What is controlling?
Controllers design and accompany the management process of defining goals, planning and controlling and thus have a joint responsibility to reach the objectives.
Controller's mission
This means:
- Controllers ensure the transparency of business results, finance, processes and strategy and thus contribute to higher economic effectiveness.
- Controllers co-ordinate secondary goals and the related plans in a holistic way and organise a reporting-system which is future-oriented and covers the enterprise as a whole.
- Controllers moderate and design the controlling process of defining goals, planning and management control so that every decision maker can act in accordance with agreed objectives.
- Controllers provide managers with all necessary company management data and information
- Controllers develop and maintain controlling systems.
Controller and controlling
Controlling means steering or regulating, i.e. leading to the practical achievement of the agreed objectives.
A controller ensures that everyone has the possibility of controlling themselves within the framework of the elaborated goals and plans.
The figure with intersecting circles illustrates the division of tasks and roles between a manager and a controller in a team.

Managers carry out the task and controllers provide for the transparency of the economic result. Thus it is clear that it is not only controllers who perform the controlling.
Controlling as a process and mental attitude is represented by the intersecting part of the circles. It constitutes the result of the cooperation of a manager and a controller in a team (controlling as applied business management)
An enterprise needs to find its way to the clients all over the world –offering products and services that are in demand.

The parts of the pie chart below represent three sectors.
The letter G stands for growth. Is that what we are doing growing? Does it remain constant, is it dwindling?
D symbolises development. Enterprise as a learning and developing system. Thus the letter D is placed on the very top.
How can we better solve clients’ problems that occur today and will occur in the immediate and distant future? Apart from G and D, also “P” must be included.

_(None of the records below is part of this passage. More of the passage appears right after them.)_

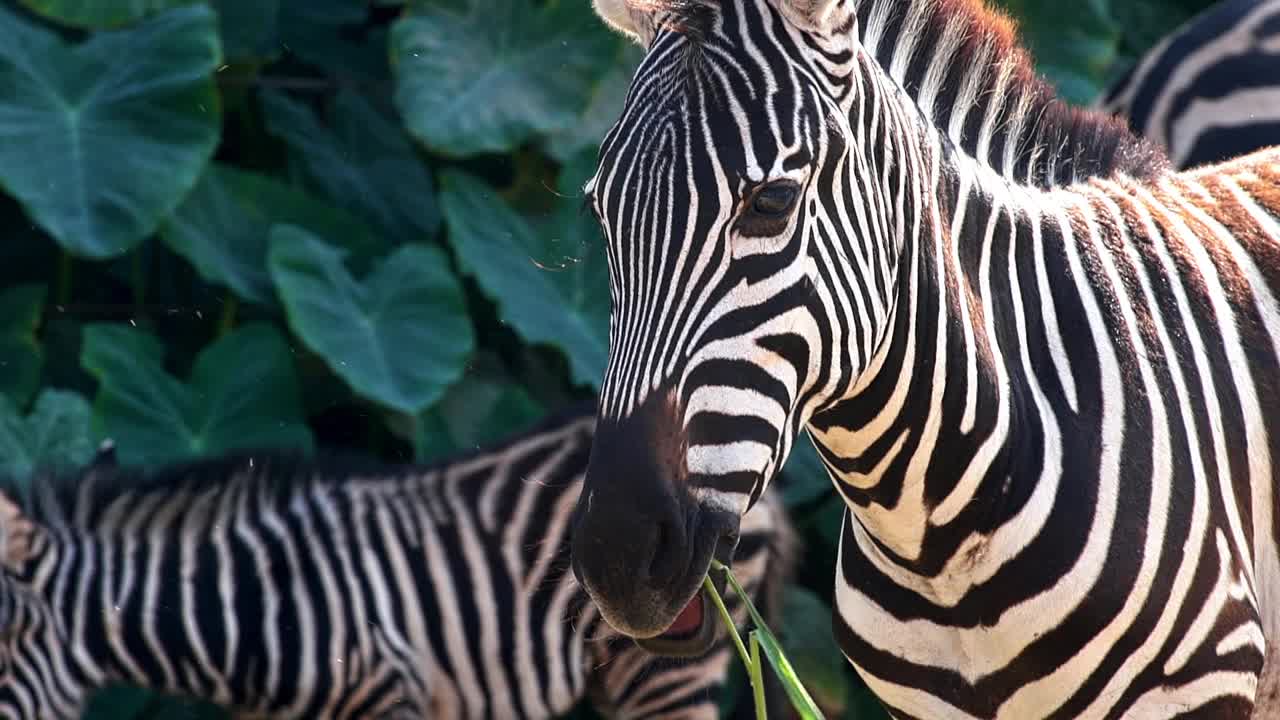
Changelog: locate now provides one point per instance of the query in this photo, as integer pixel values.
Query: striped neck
(929, 442)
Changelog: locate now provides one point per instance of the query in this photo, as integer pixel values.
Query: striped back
(289, 588)
(1211, 90)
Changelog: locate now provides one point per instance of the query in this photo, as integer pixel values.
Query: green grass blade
(728, 621)
(795, 689)
(757, 673)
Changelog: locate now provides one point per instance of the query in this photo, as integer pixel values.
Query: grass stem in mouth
(762, 639)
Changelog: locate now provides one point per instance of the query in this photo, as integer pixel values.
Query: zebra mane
(1037, 137)
(691, 18)
(1052, 141)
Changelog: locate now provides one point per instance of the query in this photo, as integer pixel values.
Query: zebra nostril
(670, 555)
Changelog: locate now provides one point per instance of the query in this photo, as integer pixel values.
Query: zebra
(1040, 365)
(1211, 90)
(283, 587)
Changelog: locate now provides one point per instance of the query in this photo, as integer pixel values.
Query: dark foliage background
(344, 224)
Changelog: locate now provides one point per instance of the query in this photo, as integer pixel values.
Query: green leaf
(21, 359)
(489, 76)
(361, 162)
(250, 28)
(242, 393)
(551, 287)
(813, 650)
(105, 139)
(124, 702)
(807, 475)
(55, 434)
(795, 689)
(337, 36)
(483, 408)
(398, 338)
(602, 110)
(99, 13)
(223, 228)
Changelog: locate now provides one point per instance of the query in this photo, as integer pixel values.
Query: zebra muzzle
(694, 629)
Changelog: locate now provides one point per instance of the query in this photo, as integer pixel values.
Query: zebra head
(36, 679)
(723, 196)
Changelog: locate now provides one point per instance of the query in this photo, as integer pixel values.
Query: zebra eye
(776, 199)
(769, 210)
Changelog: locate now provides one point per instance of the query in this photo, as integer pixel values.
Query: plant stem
(728, 621)
(757, 671)
(63, 285)
(415, 423)
(138, 279)
(746, 600)
(227, 320)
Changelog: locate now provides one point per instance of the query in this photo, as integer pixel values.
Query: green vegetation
(346, 224)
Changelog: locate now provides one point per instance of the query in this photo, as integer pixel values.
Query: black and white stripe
(316, 589)
(1211, 90)
(1042, 368)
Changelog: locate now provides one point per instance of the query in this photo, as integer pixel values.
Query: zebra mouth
(693, 632)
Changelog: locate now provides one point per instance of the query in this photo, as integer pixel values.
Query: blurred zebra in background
(1211, 90)
(280, 587)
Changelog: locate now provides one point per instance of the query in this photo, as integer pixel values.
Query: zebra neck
(929, 443)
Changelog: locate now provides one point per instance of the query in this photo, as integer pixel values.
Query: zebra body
(286, 588)
(1211, 90)
(1041, 367)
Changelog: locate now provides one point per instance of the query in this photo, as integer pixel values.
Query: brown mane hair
(1055, 142)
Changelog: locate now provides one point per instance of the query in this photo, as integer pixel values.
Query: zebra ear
(818, 16)
(625, 17)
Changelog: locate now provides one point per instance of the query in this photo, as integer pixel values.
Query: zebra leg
(1266, 701)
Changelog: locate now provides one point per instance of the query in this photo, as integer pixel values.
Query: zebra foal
(1042, 368)
(1211, 90)
(287, 588)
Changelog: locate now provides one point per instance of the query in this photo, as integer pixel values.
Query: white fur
(625, 19)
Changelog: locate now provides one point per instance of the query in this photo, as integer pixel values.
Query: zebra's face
(33, 674)
(711, 192)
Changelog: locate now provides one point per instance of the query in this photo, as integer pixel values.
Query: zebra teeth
(693, 632)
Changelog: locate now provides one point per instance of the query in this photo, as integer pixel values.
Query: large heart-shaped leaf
(337, 36)
(103, 140)
(223, 228)
(250, 28)
(242, 393)
(360, 160)
(21, 358)
(813, 651)
(398, 338)
(602, 110)
(55, 434)
(487, 77)
(483, 408)
(551, 287)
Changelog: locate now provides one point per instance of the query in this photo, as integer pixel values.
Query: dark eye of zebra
(776, 199)
(769, 209)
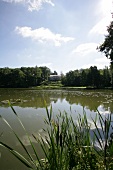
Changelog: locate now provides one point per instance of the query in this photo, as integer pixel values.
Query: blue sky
(60, 34)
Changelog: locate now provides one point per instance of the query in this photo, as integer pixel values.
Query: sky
(60, 34)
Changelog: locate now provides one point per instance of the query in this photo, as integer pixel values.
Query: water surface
(29, 104)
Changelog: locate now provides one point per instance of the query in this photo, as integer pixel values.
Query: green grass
(68, 145)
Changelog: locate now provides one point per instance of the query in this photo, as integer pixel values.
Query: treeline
(35, 76)
(23, 77)
(88, 77)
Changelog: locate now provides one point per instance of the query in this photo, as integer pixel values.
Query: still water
(29, 105)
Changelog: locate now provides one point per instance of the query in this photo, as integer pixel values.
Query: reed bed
(68, 145)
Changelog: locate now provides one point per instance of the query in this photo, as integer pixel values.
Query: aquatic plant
(68, 144)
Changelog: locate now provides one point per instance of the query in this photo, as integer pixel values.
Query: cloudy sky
(60, 34)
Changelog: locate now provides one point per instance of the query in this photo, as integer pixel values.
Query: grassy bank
(68, 145)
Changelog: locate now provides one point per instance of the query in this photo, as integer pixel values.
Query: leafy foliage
(68, 145)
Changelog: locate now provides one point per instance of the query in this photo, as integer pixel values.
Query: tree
(107, 47)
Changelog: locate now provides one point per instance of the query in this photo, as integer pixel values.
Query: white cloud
(101, 27)
(86, 48)
(32, 4)
(99, 62)
(104, 11)
(42, 35)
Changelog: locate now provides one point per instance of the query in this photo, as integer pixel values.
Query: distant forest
(35, 76)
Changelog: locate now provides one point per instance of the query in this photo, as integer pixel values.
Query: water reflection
(35, 99)
(29, 104)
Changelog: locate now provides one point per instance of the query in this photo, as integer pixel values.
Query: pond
(29, 105)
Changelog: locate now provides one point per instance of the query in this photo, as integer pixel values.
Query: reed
(68, 144)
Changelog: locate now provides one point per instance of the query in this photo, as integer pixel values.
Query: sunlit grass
(68, 145)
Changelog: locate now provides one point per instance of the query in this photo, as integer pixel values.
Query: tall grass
(68, 144)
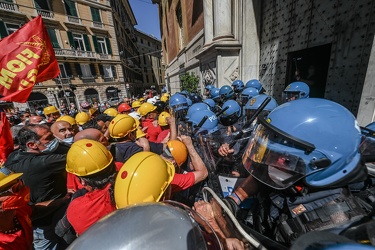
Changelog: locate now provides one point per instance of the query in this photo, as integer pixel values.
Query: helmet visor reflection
(277, 161)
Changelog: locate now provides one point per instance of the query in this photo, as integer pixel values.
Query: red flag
(6, 140)
(26, 57)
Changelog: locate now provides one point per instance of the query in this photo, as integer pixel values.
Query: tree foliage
(189, 82)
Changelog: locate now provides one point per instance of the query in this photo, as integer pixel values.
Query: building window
(107, 71)
(53, 38)
(102, 47)
(95, 13)
(79, 42)
(70, 8)
(180, 26)
(86, 70)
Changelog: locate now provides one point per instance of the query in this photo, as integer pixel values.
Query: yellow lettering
(16, 65)
(6, 78)
(30, 54)
(24, 59)
(32, 75)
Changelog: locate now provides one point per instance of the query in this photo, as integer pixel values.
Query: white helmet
(135, 115)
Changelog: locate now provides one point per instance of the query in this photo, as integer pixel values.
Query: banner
(26, 57)
(6, 140)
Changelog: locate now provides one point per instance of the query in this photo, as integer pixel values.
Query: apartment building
(84, 40)
(150, 56)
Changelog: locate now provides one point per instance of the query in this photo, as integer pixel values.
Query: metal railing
(97, 24)
(74, 19)
(9, 6)
(45, 13)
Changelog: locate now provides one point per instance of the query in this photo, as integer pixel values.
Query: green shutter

P stands for profit and symbolises well-being of the enterprise.
In order to achieve economic success one has to count. The budget structure is generated by the accountancy symbolised by the chart.
On the right track
The GDP abbreviation illustrates the most important aspects of business planning.
"Doing the right thing" is the strategic aspect of planning.
"Doing things right" means the operative efficiency which is reflected in figures.
A person acting as a controller has to show holistic judgement during the process of methodically monitoring the management.
The job of a controller
The job of a controller encompasses methodology and procedures. Methods are derived from accountancy and planning, procedures include leadership and goals. The methodology includes the document management technique. You can only be in the know when you know how to define your vision. With information you will manage!
This means planning in writing in order to:
- analyse better and complete the course of thoughts,
- communicate systematically with other departments and employees to jointly take actions,
- systematically get access to feedback organisation and find a way of learning on the basis of variations,
- commit oneself and be aware of how it works.
It follows from the above that the work of a controller requires the knowledge of certain ways of conduct. How to convince the manager/client of what the aims of controlling as a methodology are?
A controller needs to maintain an interrogative approach initiating a subject-focused interaction in order to ensure that controlling is not perceived as control. The subject would be the problem that has to be solved.
Nevertheless, it should be action-oriented, not aimed at coming to terms with the past and not “internally-oriented” in the meaning of acting together, that is team-based.
Controllers are authorised to provide counselling without being asked to do so. This encompasses home visits and the “bring principle”, even though a reference to the know-how and know-who developed by the Internationaler Controller Verein (ICV) is required.